LE « LANGAGE DE LA LIBERTÉ » DE PIERO CALAMANDREI

 

Traduit par Christophe Carraud.

 

Au début de la Seconde Guerre mondiale, l’avocat et écrivain florentin Piero Calamandrei rédige l’Inventaire d’une maison de campagne : une prose lyrique qui prend la forme d’une autobiographie idéalisant l’enfance, et qui évoque sur un ton élégiaque les « pères étrusques » en exaltant la « douceur » du paysage toscan et de l’ordre naturel. Le livre, rempli de noms d’arbres, de fleurs, d’insectes, de champignons et de papillons, est classé dans les bibliothèques américaines sous les rubriques « biologie », « histoire naturelle », « excursions en plain air ». En Italie, des extraits en sont repris dans les manuels des écoles primaires et les anthologies des collèges ; des éditions sont même spécialement destinées aux enfants : on recommande l’Inventaire comme l’un des premiers livres que devrait comporter la bibliothèque d’un enfant italien.

 

C’est Calamandrei lui-même qui voulut cacher le sens de l’Inventaire sous le voile de l’ironie, le présentant comme un caprice littéraire et qualifiant ses trois cents pages de « petit livre de souvenirs lointains ». Pourtant les historiens de la littérature considèrent l’Inventaire comme son œuvre la plus accomplie, le point d’aboutissement de son activité littéraire. Giorgio Luti, qui a procuré des éditions récentes des œuvres littéraires de Calamandrei, soutient qu’« à l’espace de création conquis par la prose de l’Inventaire, l’écrivain Calamandrei restera fermement attaché par la suite : le style du prosateur ne changera plus ».

Même si les historiens les plus compétents et les gardiens les plus fervents de l’héritage politique et juridique de Calamandrei connaissent bien l’Inventaire et en apprécient le charme, ils ne semblent pas percevoir le lien qui unit cette prose poétique aux textes politiques de l’auteur. Ils veulent que l’écrivain politique, chez Calamandrei, naisse en 1944, à cinquante-cinq ans; je crois à l’inverse que l’Inventaire préfigure la poétique politique de Calamandrei, et qu’il a légitimement sa place dans la généalogie de sa rhétorique publique.

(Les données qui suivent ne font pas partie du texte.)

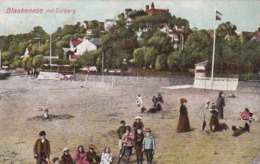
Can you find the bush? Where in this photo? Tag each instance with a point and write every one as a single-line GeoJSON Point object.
{"type": "Point", "coordinates": [4, 76]}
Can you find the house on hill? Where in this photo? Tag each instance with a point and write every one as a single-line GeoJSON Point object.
{"type": "Point", "coordinates": [109, 23]}
{"type": "Point", "coordinates": [78, 47]}
{"type": "Point", "coordinates": [154, 11]}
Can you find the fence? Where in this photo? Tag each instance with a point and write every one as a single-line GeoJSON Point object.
{"type": "Point", "coordinates": [229, 84]}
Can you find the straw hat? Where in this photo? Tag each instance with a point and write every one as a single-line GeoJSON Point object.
{"type": "Point", "coordinates": [138, 117]}
{"type": "Point", "coordinates": [183, 100]}
{"type": "Point", "coordinates": [65, 149]}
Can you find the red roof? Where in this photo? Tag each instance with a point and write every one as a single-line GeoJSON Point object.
{"type": "Point", "coordinates": [75, 42]}
{"type": "Point", "coordinates": [74, 56]}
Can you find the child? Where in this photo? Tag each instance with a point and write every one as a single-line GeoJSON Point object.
{"type": "Point", "coordinates": [120, 131]}
{"type": "Point", "coordinates": [66, 157]}
{"type": "Point", "coordinates": [92, 155]}
{"type": "Point", "coordinates": [127, 140]}
{"type": "Point", "coordinates": [139, 100]}
{"type": "Point", "coordinates": [106, 157]}
{"type": "Point", "coordinates": [81, 156]}
{"type": "Point", "coordinates": [148, 145]}
{"type": "Point", "coordinates": [56, 160]}
{"type": "Point", "coordinates": [42, 148]}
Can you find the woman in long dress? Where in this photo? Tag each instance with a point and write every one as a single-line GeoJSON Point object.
{"type": "Point", "coordinates": [183, 124]}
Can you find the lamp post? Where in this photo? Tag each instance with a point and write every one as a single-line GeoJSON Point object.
{"type": "Point", "coordinates": [102, 65]}
{"type": "Point", "coordinates": [0, 59]}
{"type": "Point", "coordinates": [39, 41]}
{"type": "Point", "coordinates": [50, 49]}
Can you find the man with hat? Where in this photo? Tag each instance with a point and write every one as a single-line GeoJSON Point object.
{"type": "Point", "coordinates": [120, 131]}
{"type": "Point", "coordinates": [138, 124]}
{"type": "Point", "coordinates": [66, 157]}
{"type": "Point", "coordinates": [42, 149]}
{"type": "Point", "coordinates": [91, 154]}
{"type": "Point", "coordinates": [220, 104]}
{"type": "Point", "coordinates": [127, 140]}
{"type": "Point", "coordinates": [183, 124]}
{"type": "Point", "coordinates": [148, 145]}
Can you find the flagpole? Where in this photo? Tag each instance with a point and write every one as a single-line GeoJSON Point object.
{"type": "Point", "coordinates": [213, 53]}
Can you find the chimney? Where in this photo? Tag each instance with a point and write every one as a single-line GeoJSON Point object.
{"type": "Point", "coordinates": [147, 7]}
{"type": "Point", "coordinates": [152, 6]}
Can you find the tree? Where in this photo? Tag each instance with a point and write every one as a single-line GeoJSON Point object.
{"type": "Point", "coordinates": [198, 47]}
{"type": "Point", "coordinates": [161, 62]}
{"type": "Point", "coordinates": [139, 56]}
{"type": "Point", "coordinates": [150, 56]}
{"type": "Point", "coordinates": [37, 61]}
{"type": "Point", "coordinates": [174, 61]}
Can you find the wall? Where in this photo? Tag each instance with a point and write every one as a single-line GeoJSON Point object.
{"type": "Point", "coordinates": [137, 80]}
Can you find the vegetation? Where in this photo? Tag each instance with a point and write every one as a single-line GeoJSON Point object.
{"type": "Point", "coordinates": [235, 54]}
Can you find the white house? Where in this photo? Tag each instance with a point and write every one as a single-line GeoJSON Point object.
{"type": "Point", "coordinates": [85, 46]}
{"type": "Point", "coordinates": [109, 23]}
{"type": "Point", "coordinates": [78, 47]}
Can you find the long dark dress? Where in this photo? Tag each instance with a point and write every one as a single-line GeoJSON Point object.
{"type": "Point", "coordinates": [220, 104]}
{"type": "Point", "coordinates": [184, 124]}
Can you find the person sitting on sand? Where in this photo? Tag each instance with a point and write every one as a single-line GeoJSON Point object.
{"type": "Point", "coordinates": [106, 157]}
{"type": "Point", "coordinates": [143, 109]}
{"type": "Point", "coordinates": [138, 124]}
{"type": "Point", "coordinates": [139, 100]}
{"type": "Point", "coordinates": [160, 98]}
{"type": "Point", "coordinates": [81, 156]}
{"type": "Point", "coordinates": [240, 130]}
{"type": "Point", "coordinates": [246, 114]}
{"type": "Point", "coordinates": [92, 155]}
{"type": "Point", "coordinates": [66, 157]}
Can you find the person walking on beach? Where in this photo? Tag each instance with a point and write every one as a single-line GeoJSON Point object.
{"type": "Point", "coordinates": [106, 157]}
{"type": "Point", "coordinates": [81, 156]}
{"type": "Point", "coordinates": [183, 124]}
{"type": "Point", "coordinates": [148, 146]}
{"type": "Point", "coordinates": [139, 100]}
{"type": "Point", "coordinates": [138, 146]}
{"type": "Point", "coordinates": [127, 140]}
{"type": "Point", "coordinates": [42, 149]}
{"type": "Point", "coordinates": [220, 105]}
{"type": "Point", "coordinates": [121, 131]}
{"type": "Point", "coordinates": [138, 124]}
{"type": "Point", "coordinates": [66, 157]}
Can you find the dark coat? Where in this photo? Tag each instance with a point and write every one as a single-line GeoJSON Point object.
{"type": "Point", "coordinates": [220, 101]}
{"type": "Point", "coordinates": [214, 118]}
{"type": "Point", "coordinates": [120, 131]}
{"type": "Point", "coordinates": [66, 159]}
{"type": "Point", "coordinates": [38, 148]}
{"type": "Point", "coordinates": [183, 124]}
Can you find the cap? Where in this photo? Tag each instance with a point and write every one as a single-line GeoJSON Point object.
{"type": "Point", "coordinates": [183, 100]}
{"type": "Point", "coordinates": [92, 146]}
{"type": "Point", "coordinates": [42, 133]}
{"type": "Point", "coordinates": [147, 130]}
{"type": "Point", "coordinates": [65, 149]}
{"type": "Point", "coordinates": [138, 117]}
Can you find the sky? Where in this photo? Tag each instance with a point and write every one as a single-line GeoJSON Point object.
{"type": "Point", "coordinates": [245, 14]}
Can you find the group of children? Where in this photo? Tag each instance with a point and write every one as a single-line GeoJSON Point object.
{"type": "Point", "coordinates": [135, 138]}
{"type": "Point", "coordinates": [154, 108]}
{"type": "Point", "coordinates": [42, 151]}
{"type": "Point", "coordinates": [128, 138]}
{"type": "Point", "coordinates": [218, 112]}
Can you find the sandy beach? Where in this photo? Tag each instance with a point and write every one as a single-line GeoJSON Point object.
{"type": "Point", "coordinates": [89, 113]}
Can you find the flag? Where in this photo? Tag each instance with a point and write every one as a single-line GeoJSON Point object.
{"type": "Point", "coordinates": [218, 15]}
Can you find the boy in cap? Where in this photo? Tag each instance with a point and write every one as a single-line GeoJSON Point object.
{"type": "Point", "coordinates": [56, 160]}
{"type": "Point", "coordinates": [91, 154]}
{"type": "Point", "coordinates": [148, 145]}
{"type": "Point", "coordinates": [42, 149]}
{"type": "Point", "coordinates": [120, 131]}
{"type": "Point", "coordinates": [127, 140]}
{"type": "Point", "coordinates": [66, 157]}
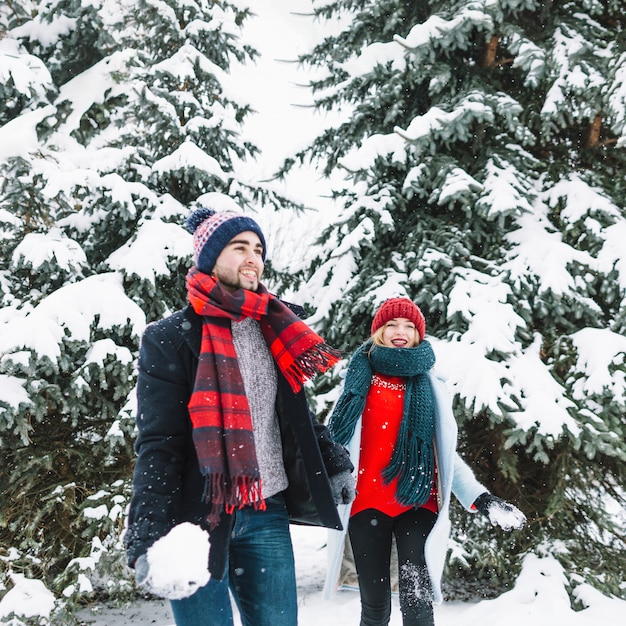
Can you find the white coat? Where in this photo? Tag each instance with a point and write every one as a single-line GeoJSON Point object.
{"type": "Point", "coordinates": [455, 476]}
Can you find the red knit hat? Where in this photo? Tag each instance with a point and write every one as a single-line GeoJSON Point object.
{"type": "Point", "coordinates": [399, 307]}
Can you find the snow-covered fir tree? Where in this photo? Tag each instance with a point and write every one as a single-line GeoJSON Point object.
{"type": "Point", "coordinates": [484, 153]}
{"type": "Point", "coordinates": [116, 118]}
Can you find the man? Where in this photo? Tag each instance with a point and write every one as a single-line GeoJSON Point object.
{"type": "Point", "coordinates": [225, 437]}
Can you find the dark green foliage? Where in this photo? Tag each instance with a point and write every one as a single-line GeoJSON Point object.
{"type": "Point", "coordinates": [482, 147]}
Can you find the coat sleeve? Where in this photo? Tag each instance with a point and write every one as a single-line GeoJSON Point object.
{"type": "Point", "coordinates": [465, 485]}
{"type": "Point", "coordinates": [162, 441]}
{"type": "Point", "coordinates": [334, 455]}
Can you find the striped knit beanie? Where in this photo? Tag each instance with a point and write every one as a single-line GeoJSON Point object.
{"type": "Point", "coordinates": [399, 307]}
{"type": "Point", "coordinates": [212, 231]}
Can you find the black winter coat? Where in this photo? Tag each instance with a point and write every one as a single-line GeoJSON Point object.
{"type": "Point", "coordinates": [167, 484]}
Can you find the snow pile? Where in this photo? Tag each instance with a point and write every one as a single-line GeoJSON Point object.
{"type": "Point", "coordinates": [179, 562]}
{"type": "Point", "coordinates": [28, 598]}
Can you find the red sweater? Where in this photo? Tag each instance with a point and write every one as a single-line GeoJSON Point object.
{"type": "Point", "coordinates": [380, 426]}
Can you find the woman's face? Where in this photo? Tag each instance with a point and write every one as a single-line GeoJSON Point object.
{"type": "Point", "coordinates": [400, 332]}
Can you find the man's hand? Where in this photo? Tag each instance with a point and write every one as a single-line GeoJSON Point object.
{"type": "Point", "coordinates": [499, 512]}
{"type": "Point", "coordinates": [342, 486]}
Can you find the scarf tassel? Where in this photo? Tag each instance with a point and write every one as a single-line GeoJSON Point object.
{"type": "Point", "coordinates": [243, 491]}
{"type": "Point", "coordinates": [307, 365]}
{"type": "Point", "coordinates": [414, 486]}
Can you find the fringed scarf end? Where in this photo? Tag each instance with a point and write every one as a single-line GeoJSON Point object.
{"type": "Point", "coordinates": [316, 360]}
{"type": "Point", "coordinates": [243, 491]}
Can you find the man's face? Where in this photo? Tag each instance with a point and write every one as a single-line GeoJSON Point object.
{"type": "Point", "coordinates": [240, 264]}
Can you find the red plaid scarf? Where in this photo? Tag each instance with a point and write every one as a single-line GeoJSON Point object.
{"type": "Point", "coordinates": [218, 407]}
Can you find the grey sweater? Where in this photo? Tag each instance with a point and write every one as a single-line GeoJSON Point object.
{"type": "Point", "coordinates": [258, 372]}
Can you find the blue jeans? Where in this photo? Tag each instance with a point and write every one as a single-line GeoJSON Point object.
{"type": "Point", "coordinates": [261, 575]}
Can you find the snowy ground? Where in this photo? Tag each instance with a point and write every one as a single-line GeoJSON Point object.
{"type": "Point", "coordinates": [539, 599]}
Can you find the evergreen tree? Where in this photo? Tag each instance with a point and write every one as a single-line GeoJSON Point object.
{"type": "Point", "coordinates": [483, 152]}
{"type": "Point", "coordinates": [116, 118]}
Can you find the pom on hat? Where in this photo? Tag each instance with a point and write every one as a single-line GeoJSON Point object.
{"type": "Point", "coordinates": [212, 231]}
{"type": "Point", "coordinates": [399, 307]}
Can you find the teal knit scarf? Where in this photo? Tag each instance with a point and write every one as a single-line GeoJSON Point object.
{"type": "Point", "coordinates": [413, 459]}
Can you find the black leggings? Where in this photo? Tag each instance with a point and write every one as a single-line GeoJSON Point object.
{"type": "Point", "coordinates": [371, 536]}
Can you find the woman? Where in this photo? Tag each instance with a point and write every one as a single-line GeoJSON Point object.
{"type": "Point", "coordinates": [396, 420]}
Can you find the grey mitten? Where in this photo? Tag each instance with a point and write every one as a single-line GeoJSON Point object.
{"type": "Point", "coordinates": [342, 486]}
{"type": "Point", "coordinates": [499, 512]}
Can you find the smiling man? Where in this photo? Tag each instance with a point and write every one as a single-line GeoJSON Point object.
{"type": "Point", "coordinates": [226, 440]}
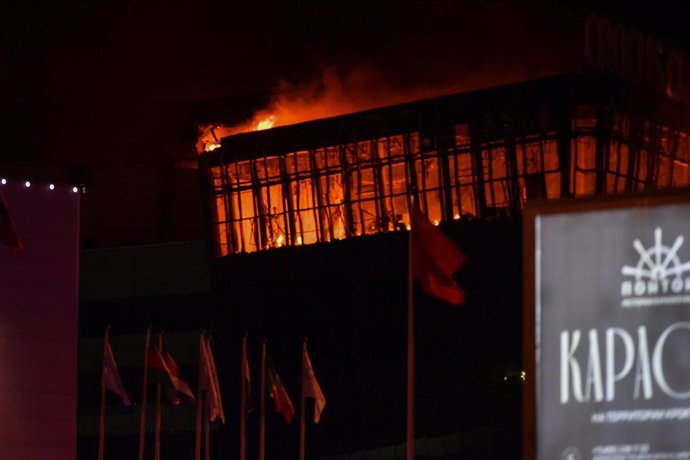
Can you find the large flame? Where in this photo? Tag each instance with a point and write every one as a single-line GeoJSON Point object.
{"type": "Point", "coordinates": [334, 94]}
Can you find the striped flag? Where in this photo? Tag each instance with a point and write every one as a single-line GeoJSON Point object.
{"type": "Point", "coordinates": [310, 386]}
{"type": "Point", "coordinates": [277, 391]}
{"type": "Point", "coordinates": [111, 377]}
{"type": "Point", "coordinates": [209, 381]}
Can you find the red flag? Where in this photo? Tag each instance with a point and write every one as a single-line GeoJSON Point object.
{"type": "Point", "coordinates": [8, 234]}
{"type": "Point", "coordinates": [310, 386]}
{"type": "Point", "coordinates": [434, 260]}
{"type": "Point", "coordinates": [164, 371]}
{"type": "Point", "coordinates": [209, 381]}
{"type": "Point", "coordinates": [277, 391]}
{"type": "Point", "coordinates": [111, 377]}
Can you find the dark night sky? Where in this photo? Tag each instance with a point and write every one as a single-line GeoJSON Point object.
{"type": "Point", "coordinates": [95, 90]}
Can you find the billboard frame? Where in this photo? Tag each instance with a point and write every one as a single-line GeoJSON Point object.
{"type": "Point", "coordinates": [529, 343]}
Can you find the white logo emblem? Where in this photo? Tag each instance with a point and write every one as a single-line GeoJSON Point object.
{"type": "Point", "coordinates": [659, 272]}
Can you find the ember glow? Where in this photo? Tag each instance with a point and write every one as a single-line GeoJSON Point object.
{"type": "Point", "coordinates": [329, 95]}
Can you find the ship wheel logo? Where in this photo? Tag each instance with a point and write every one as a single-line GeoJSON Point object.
{"type": "Point", "coordinates": [657, 262]}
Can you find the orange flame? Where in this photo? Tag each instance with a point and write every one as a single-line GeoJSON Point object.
{"type": "Point", "coordinates": [331, 95]}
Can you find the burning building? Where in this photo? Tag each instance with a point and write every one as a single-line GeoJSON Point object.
{"type": "Point", "coordinates": [308, 222]}
{"type": "Point", "coordinates": [478, 155]}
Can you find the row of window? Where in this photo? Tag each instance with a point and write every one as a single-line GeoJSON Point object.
{"type": "Point", "coordinates": [362, 188]}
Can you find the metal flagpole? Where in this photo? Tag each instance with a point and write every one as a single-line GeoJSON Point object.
{"type": "Point", "coordinates": [157, 434]}
{"type": "Point", "coordinates": [200, 401]}
{"type": "Point", "coordinates": [101, 425]}
{"type": "Point", "coordinates": [262, 406]}
{"type": "Point", "coordinates": [410, 338]}
{"type": "Point", "coordinates": [302, 408]}
{"type": "Point", "coordinates": [243, 402]}
{"type": "Point", "coordinates": [144, 398]}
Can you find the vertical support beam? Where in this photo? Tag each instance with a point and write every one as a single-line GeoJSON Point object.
{"type": "Point", "coordinates": [477, 169]}
{"type": "Point", "coordinates": [564, 137]}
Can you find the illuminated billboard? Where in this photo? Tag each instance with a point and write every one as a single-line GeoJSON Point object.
{"type": "Point", "coordinates": [608, 330]}
{"type": "Point", "coordinates": [39, 295]}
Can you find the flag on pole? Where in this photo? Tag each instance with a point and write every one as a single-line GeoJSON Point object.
{"type": "Point", "coordinates": [434, 259]}
{"type": "Point", "coordinates": [209, 381]}
{"type": "Point", "coordinates": [277, 391]}
{"type": "Point", "coordinates": [111, 377]}
{"type": "Point", "coordinates": [8, 234]}
{"type": "Point", "coordinates": [164, 371]}
{"type": "Point", "coordinates": [310, 386]}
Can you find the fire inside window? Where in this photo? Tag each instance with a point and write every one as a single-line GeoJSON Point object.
{"type": "Point", "coordinates": [358, 188]}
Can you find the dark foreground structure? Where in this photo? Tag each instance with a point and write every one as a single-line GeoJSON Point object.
{"type": "Point", "coordinates": [308, 226]}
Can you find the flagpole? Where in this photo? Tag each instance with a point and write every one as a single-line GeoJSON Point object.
{"type": "Point", "coordinates": [197, 441]}
{"type": "Point", "coordinates": [302, 408]}
{"type": "Point", "coordinates": [157, 435]}
{"type": "Point", "coordinates": [207, 435]}
{"type": "Point", "coordinates": [243, 402]}
{"type": "Point", "coordinates": [410, 340]}
{"type": "Point", "coordinates": [262, 407]}
{"type": "Point", "coordinates": [101, 424]}
{"type": "Point", "coordinates": [144, 396]}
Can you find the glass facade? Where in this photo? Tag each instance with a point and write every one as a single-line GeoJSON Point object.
{"type": "Point", "coordinates": [458, 168]}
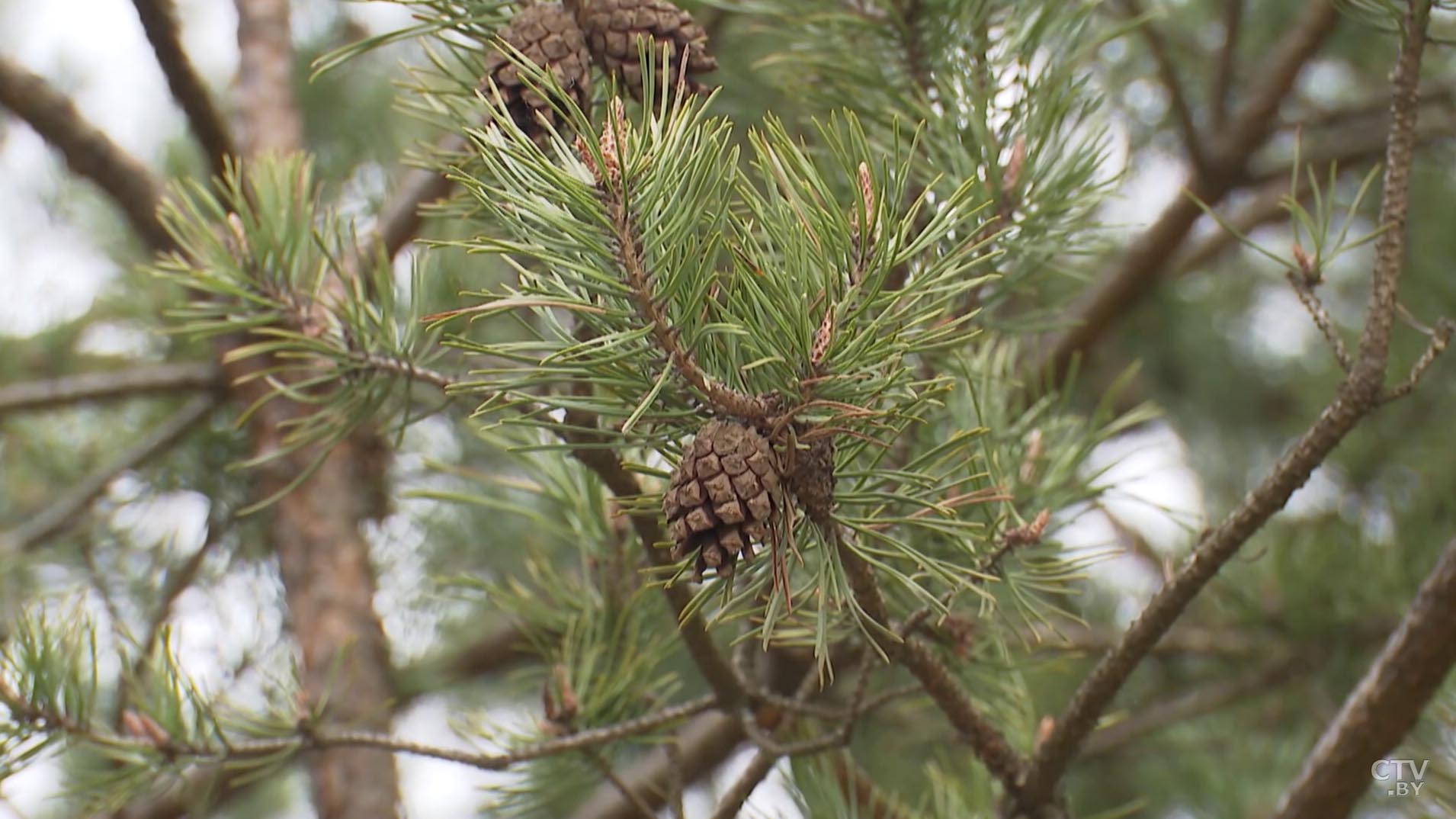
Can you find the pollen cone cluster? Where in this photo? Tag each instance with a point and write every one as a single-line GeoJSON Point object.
{"type": "Point", "coordinates": [724, 497]}
{"type": "Point", "coordinates": [547, 35]}
{"type": "Point", "coordinates": [616, 30]}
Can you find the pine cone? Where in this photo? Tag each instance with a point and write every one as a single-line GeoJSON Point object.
{"type": "Point", "coordinates": [614, 28]}
{"type": "Point", "coordinates": [724, 497]}
{"type": "Point", "coordinates": [547, 35]}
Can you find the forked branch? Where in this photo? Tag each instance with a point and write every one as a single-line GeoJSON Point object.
{"type": "Point", "coordinates": [1358, 393]}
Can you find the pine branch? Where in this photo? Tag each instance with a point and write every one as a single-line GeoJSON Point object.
{"type": "Point", "coordinates": [88, 152]}
{"type": "Point", "coordinates": [1168, 75]}
{"type": "Point", "coordinates": [69, 509]}
{"type": "Point", "coordinates": [640, 280]}
{"type": "Point", "coordinates": [990, 747]}
{"type": "Point", "coordinates": [1197, 703]}
{"type": "Point", "coordinates": [143, 379]}
{"type": "Point", "coordinates": [692, 628]}
{"type": "Point", "coordinates": [731, 802]}
{"type": "Point", "coordinates": [178, 580]}
{"type": "Point", "coordinates": [859, 790]}
{"type": "Point", "coordinates": [1440, 339]}
{"type": "Point", "coordinates": [1387, 703]}
{"type": "Point", "coordinates": [1358, 395]}
{"type": "Point", "coordinates": [1223, 66]}
{"type": "Point", "coordinates": [401, 217]}
{"type": "Point", "coordinates": [268, 113]}
{"type": "Point", "coordinates": [1139, 270]}
{"type": "Point", "coordinates": [159, 19]}
{"type": "Point", "coordinates": [318, 737]}
{"type": "Point", "coordinates": [702, 745]}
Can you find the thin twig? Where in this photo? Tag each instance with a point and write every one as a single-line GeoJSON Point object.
{"type": "Point", "coordinates": [704, 744]}
{"type": "Point", "coordinates": [1316, 311]}
{"type": "Point", "coordinates": [1188, 705]}
{"type": "Point", "coordinates": [178, 580]}
{"type": "Point", "coordinates": [1358, 395]}
{"type": "Point", "coordinates": [1139, 270]}
{"type": "Point", "coordinates": [605, 767]}
{"type": "Point", "coordinates": [733, 801]}
{"type": "Point", "coordinates": [859, 790]}
{"type": "Point", "coordinates": [990, 747]}
{"type": "Point", "coordinates": [624, 484]}
{"type": "Point", "coordinates": [159, 19]}
{"type": "Point", "coordinates": [401, 217]}
{"type": "Point", "coordinates": [675, 785]}
{"type": "Point", "coordinates": [1385, 705]}
{"type": "Point", "coordinates": [322, 737]}
{"type": "Point", "coordinates": [1168, 75]}
{"type": "Point", "coordinates": [1228, 57]}
{"type": "Point", "coordinates": [88, 152]}
{"type": "Point", "coordinates": [66, 510]}
{"type": "Point", "coordinates": [1440, 339]}
{"type": "Point", "coordinates": [145, 379]}
{"type": "Point", "coordinates": [633, 268]}
{"type": "Point", "coordinates": [769, 753]}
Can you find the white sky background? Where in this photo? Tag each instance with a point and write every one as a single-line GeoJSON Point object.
{"type": "Point", "coordinates": [50, 270]}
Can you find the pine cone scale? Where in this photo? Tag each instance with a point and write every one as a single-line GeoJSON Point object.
{"type": "Point", "coordinates": [548, 35]}
{"type": "Point", "coordinates": [723, 497]}
{"type": "Point", "coordinates": [614, 30]}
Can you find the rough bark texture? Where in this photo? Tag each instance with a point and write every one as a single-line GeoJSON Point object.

Après la libération de Florence et celle de l’Italie, Piero Calamandrei, professeur de droit, devient une figure éminente de la vie politique : recteur de l’Université de Florence de 1943 à 1947, fondateur et directeur du mensuel politique et littéraire Il Ponte, député au Parlement pour le Parti d’Action, et l’un des rédacteurs de la Constitution italienne. Antifasciste fervent dès le début des années 20, il commence à accéder à la parole publique en 1944, après vingt ans d’« humiliation silencieuse».

Face aux admirateurs de la poétique de la Résistance de Calamandrei, les détracteurs et les critiques ne manquent pas. De la libération de Florence durant l’été 1944 à la mort de Calamandrei en 1956, beaucoup d’Italiens écoutèrent ses discours sur l’héritage de la Résistance antifasciste et de ses héros, en se demandant quels étaient la source et le secret de la grandeur, de la passion, de la fraîcheur de ses propos sur la société. « Vous qui savez encore parler de ces sujets avec des mots qui ne sont pas usés », écrivait Italo Calvino à Calamandrei dix ans après la guerre. Mais à en croire les souvenirs de certains membres du Parti d’Action, le langage des discours de Calamandrei au Parlement ne semblait pas toujours adapté au caractère pragmatique ni aux buts de la lutte politique. Aujourd’hui, plus d’un demi-siècle après la fin de la Seconde Guerre mondiale, le monde adopte un langage politique bien différent : la rhétorique civile de Calamandrei n’est pas facile à lire, surtout pour les historiens qui se concentrent sur le contenu politique au moment d’interpréter les documents historiques.